記事提供:日刊サイゾー

岡山県政PR動画公式サイトより。

岡山県始まったな!!

岡山県が8月25日から公開しているアニメPR動画『きび男子(だんご)』が、注目を集めている。

このアニメPR動画は、岡山県の晴之国学園に転校してきた女子高生・ももをヒロインに、イケメン男子たちがさまざまな県の広報を語りかけていくという「乙女ゲー」スタイル。

冒頭、転校してきたヒロイン・ももが、初日に同級生の生徒会長・犬飼と出会うところから始まり、定番の展開で物語は進んでいく。

防災をテーマにした今回の動画では、生徒会役員の猿彦や神鳥も登場し、次々と身近な防災の知識を教えてくれる。そのキャラクターを演じる声優も、堀江由衣・梶裕貴・村瀬歩という豪華な仕様だ。

スタイルは完全に「乙女ゲー」なのに、話しているのは防災の広報。かつ、人気声優が出演というシュールなテイストに、再生回数は右肩上がりとなっている。

おまけに、背景に描かれる晴之国学園の門は、県下の名門・岡山県立岡山朝日高校と、聖地巡礼を狙ったかのような要素も含まれている。

いったい、どういう経緯でこんな動画が生まれたのか。

昨年度まで、岡山県ではデフォルメキャラを用いたアニメPR動画『みんなのおかやま犬』を展開していた。

「これは、誰でも見てくれるテイストで人気を集めました。しかし、若い世代との意見交換では、高校生・大学生には届いていないのではないかという意見も出ました。そこで今年は、これまで伸びていなかった層にターゲットを絞って動画を制作することにしたのです」(県公聴広報課)

ただし予算は限られている。その範囲でできることを制作会社とディスカッションした結果「今、流行っていると聞いている乙女ゲーム」の形で制作することが決定。ターゲットとする世代に影響力のある声優として3人を選んだのだという。

その最初のテーマに選ばれたのが「防災」。実のところ、岡山県は全国トップクラスで災害の少ない地域である。にもかかわらず「防災」をテーマに選んだのはなぜか。

「地震も、大きくて震度4程度で、(岡山では)災害はあまり起こりません。だからこそ、何かが起きたときの備え…3日分は備蓄を用意しておくことを知っていただくことが必要と考えたんです」(同)

そうして制作されたアニメだが、県担当者が「これは外せない」としたのが、実際の風景を用いることだった。
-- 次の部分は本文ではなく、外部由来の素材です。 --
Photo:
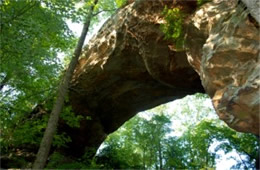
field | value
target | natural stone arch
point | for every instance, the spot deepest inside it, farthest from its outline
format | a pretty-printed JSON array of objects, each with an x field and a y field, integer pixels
[{"x": 128, "y": 67}]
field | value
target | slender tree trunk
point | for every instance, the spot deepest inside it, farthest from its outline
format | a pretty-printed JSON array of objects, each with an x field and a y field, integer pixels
[
  {"x": 160, "y": 155},
  {"x": 144, "y": 158},
  {"x": 46, "y": 142}
]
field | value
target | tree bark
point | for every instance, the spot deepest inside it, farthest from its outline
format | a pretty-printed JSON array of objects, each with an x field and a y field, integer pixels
[{"x": 49, "y": 133}]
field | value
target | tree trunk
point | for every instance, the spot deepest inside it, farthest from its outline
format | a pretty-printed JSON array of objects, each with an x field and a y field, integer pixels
[
  {"x": 160, "y": 156},
  {"x": 49, "y": 133}
]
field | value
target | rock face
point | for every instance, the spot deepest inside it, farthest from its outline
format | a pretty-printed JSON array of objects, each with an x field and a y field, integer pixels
[
  {"x": 128, "y": 67},
  {"x": 227, "y": 60}
]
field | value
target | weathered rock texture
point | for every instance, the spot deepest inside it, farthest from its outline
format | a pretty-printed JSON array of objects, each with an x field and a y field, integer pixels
[
  {"x": 227, "y": 58},
  {"x": 129, "y": 67}
]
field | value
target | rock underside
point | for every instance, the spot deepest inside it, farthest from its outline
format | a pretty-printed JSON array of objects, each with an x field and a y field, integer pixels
[{"x": 129, "y": 67}]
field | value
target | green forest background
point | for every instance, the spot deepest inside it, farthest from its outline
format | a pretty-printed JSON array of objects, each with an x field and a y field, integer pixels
[{"x": 33, "y": 34}]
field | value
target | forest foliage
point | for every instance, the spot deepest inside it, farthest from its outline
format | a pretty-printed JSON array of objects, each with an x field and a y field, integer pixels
[{"x": 33, "y": 35}]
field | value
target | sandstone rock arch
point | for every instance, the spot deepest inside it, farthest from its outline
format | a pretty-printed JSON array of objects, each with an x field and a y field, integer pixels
[{"x": 129, "y": 67}]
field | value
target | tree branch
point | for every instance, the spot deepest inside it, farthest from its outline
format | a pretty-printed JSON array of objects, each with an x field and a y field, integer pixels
[{"x": 105, "y": 10}]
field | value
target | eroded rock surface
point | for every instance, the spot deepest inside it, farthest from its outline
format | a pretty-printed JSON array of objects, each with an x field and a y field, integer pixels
[
  {"x": 227, "y": 59},
  {"x": 129, "y": 67}
]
「やはり啓発したい世代に関係があるものを動画の中に取り入れる必要があると思ったのです。そうなると、学園モノですから、実際の学校ということになります。そこで、教育委員会と撮影可能な学校を相談して、岡山朝日高校を使わせてもらうことになりました」(同)

公開からすでに話題沸騰の動画。ただ、今年は9月に公開する第2話で終了なのだとか。

「アニメ以外に3つ制作予定があるのです。さすがに初年度から5本ともアニメにする勇気はなくて…」(同)

反響次第では、来年度にはさらにパワーアップした動画も登場しそう。まずは、9月公開予定の第2話が楽しみである。

なお、昨年まで展開していた『みんなのおかやま犬』には伊原木隆太県知事自らがキャラになって出演していたが、今回は「若い世代にはピンとこないので」出演はないとのことである。